Step 3: Use different options in the software to create 5 different “data stories”: if you’re overwhelmed about what to pick, you can use these options:

*Scatterplots will have to be created separately using the Results by Object output. Under the colors tab, use whatever colors you would like, but be sure they are bold and distinct. For example, it would be a bad idea to use white or both red and red-orange.

Step 4: Write up your project! Which clustering method out of the five did you prefer? Why?

For your final report, compare and contrast each of the five clustering methods. You may choose to use your XLSTAT output or use Tableau/other software to make a prettier graph. Tell your story using your preferred clustering method, and how the clustering supports that story. Who are these groups? What does this clustering tell us about the people in Oregon? How could a business or entrepreneur use their understanding of this clustering story to further their goals?

Rubric for Project (40 points)

Maximum 5 points total if your variables are not quantitative! You must have two quantitative variables!

15 points: at least 5 different scatter plot graphs, all using the same basic variables (Step 1) but different clustering choices (Step 3).
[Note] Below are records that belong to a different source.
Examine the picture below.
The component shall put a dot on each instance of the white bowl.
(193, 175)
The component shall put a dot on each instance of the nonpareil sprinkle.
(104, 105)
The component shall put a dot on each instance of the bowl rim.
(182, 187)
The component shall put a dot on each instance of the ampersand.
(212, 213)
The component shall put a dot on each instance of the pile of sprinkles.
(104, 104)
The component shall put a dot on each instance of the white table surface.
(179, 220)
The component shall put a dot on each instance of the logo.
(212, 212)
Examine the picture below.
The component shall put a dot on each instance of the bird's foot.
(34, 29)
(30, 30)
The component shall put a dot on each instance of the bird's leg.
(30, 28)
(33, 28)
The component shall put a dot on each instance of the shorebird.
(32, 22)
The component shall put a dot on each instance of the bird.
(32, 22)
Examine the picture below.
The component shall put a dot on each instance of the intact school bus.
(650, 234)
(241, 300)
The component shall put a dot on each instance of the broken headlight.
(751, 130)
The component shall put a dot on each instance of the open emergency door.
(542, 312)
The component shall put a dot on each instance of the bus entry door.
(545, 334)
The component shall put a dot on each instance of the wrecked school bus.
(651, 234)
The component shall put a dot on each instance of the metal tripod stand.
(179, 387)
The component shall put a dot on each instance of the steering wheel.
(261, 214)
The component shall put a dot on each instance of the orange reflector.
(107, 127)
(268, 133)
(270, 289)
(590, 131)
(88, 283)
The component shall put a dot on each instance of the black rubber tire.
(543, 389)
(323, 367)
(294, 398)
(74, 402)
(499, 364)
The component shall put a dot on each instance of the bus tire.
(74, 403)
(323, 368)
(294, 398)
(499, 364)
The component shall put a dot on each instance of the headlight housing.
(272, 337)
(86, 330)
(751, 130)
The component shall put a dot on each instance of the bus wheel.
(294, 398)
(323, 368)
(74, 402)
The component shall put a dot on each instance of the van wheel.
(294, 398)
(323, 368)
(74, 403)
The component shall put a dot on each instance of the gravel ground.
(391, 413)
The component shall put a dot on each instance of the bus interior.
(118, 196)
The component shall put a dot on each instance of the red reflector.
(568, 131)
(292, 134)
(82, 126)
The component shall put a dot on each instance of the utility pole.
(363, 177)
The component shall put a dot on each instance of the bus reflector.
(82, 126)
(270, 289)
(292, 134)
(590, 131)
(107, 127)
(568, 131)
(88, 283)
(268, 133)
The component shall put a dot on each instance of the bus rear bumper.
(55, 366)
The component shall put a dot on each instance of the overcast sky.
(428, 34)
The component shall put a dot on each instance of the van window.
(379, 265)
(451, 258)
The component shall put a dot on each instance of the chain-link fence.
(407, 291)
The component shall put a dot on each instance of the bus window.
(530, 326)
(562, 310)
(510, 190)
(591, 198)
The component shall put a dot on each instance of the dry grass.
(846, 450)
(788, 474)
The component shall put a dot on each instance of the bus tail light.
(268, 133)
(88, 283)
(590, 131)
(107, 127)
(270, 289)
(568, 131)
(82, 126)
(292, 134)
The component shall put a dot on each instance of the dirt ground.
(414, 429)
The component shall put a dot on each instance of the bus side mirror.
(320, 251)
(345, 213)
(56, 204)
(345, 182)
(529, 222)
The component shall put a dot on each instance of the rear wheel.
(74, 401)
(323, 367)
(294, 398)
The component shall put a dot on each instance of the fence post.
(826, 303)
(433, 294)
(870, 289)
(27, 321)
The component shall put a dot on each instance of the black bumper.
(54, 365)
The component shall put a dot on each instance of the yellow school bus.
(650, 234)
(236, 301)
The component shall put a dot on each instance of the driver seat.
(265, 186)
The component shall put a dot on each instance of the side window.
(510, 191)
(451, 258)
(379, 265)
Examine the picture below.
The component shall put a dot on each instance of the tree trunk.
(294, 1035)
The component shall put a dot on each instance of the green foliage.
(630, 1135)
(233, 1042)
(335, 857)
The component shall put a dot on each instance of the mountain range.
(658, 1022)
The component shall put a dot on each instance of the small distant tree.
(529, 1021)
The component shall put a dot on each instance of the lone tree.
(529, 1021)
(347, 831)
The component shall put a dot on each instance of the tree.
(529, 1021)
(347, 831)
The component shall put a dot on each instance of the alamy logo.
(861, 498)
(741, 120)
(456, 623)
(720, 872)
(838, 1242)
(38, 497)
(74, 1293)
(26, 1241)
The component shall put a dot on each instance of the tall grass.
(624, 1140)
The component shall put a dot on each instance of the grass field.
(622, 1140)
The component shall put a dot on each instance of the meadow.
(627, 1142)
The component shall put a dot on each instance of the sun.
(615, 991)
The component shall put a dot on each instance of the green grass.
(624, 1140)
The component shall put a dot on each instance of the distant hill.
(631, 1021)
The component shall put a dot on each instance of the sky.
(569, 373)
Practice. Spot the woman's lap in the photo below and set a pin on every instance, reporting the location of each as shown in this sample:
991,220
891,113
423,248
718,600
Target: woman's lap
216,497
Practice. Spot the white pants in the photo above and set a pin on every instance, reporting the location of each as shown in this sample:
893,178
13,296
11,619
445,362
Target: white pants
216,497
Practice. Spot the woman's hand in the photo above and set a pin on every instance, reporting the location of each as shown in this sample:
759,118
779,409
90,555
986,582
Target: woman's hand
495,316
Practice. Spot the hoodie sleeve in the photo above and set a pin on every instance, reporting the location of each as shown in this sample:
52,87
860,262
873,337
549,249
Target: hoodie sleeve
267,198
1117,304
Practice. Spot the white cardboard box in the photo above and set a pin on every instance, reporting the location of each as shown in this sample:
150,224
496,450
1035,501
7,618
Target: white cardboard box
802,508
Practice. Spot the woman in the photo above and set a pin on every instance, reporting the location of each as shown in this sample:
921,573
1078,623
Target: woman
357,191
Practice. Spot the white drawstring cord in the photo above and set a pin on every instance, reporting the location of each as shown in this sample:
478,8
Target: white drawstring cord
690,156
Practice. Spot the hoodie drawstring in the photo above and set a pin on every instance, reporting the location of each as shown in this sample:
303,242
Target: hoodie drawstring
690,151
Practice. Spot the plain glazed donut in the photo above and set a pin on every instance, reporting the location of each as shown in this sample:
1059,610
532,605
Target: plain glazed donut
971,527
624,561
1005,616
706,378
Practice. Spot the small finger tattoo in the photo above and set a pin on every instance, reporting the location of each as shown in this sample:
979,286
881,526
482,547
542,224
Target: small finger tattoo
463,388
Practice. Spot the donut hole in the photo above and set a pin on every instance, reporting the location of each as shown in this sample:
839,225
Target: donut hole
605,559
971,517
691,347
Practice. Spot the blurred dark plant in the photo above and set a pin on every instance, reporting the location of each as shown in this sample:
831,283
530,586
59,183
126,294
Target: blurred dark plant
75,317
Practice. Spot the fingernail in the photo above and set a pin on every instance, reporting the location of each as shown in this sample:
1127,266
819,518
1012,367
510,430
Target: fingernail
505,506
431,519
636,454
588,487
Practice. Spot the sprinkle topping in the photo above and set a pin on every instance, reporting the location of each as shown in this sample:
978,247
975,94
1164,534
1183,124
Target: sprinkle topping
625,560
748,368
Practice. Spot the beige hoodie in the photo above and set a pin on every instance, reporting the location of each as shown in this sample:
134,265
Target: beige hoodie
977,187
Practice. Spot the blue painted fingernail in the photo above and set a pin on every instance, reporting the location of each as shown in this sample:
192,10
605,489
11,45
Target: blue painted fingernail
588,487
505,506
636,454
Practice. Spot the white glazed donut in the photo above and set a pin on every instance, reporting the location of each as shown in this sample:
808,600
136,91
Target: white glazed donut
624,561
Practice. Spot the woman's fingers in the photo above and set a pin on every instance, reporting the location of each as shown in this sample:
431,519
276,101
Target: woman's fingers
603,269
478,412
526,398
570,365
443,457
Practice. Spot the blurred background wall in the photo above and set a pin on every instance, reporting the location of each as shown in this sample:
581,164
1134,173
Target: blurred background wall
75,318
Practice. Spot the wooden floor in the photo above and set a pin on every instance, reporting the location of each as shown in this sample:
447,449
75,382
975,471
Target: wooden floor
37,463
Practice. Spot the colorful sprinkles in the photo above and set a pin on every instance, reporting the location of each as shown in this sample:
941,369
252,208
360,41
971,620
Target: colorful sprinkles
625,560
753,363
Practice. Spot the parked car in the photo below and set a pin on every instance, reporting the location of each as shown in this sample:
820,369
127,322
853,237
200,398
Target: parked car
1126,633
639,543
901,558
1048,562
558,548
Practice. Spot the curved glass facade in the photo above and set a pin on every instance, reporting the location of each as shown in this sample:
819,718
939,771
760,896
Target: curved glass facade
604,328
Data process and data product both discussed, particularly for Method 5. Clusters must vary, and at least one method shouldn’t be “just stripes,” e.g. both variables should matter.

10 points: your narration of the progression of your thinking (data process story).

5 points: Instructor’s subjective take on the product story. Was it gripping, interesting, well done?

5 points: graph conventions, labels, etc.

5 points: conventions: correct punctuation, sentences, etc.

Data Note: Be careful about the “Person’s Weight” variable. This does not mean “how much this person weighs” it means “how much weight to assign this person’s answers.” If you’re curious (not required) you can read about statistical weighting here: http://www.applied-survey-methods.com/weight.html (Links to an external site.).

https://help.xlstat.com/s/article/agglomerative-hi…

https://help.xlstat.com/s/article/k-means-clustering-in-excel-tutorial?language=en_US (Links to an external site.)

https://help.xlstat.com/s/article/scatter-plot-with-confidence-ellipses-in-excel?language=en_US

Requirements: around 3 pages   |   .doc file

## Calculate the price of your order

550 words
We'll send you the first draft for approval by September 11, 2018 at 10:52 AM
Total price:
\$26
The price is based on these factors:
Number of pages
Urgency
Basic features
• Free title page and bibliography
• Unlimited revisions
• Plagiarism-free guarantee
• Money-back guarantee
On-demand options
• Writer’s samples
• Part-by-part delivery
• Overnight delivery
• Copies of used sources
Paper format
• 275 words per page
• 12 pt Arial/Times New Roman
• Double line spacing
• Any citation style (APA, MLA, Chicago/Turabian, Harvard)

# Our guarantees

Delivering a high-quality product at a reasonable price is not enough anymore.
That’s why we have developed 5 beneficial guarantees that will make your experience with our service enjoyable, easy, and safe.

### Money-back guarantee

You have to be 100% sure of the quality of your product to give a money-back guarantee. This describes us perfectly. Make sure that this guarantee is totally transparent.

### Zero-plagiarism guarantee

Each paper is composed from scratch, according to your instructions. It is then checked by our plagiarism-detection software. There is no gap where plagiarism could squeeze in.

### Free-revision policy

Thanks to our free revisions, there is no way for you to be unsatisfied. We will work on your paper until you are completely happy with the result.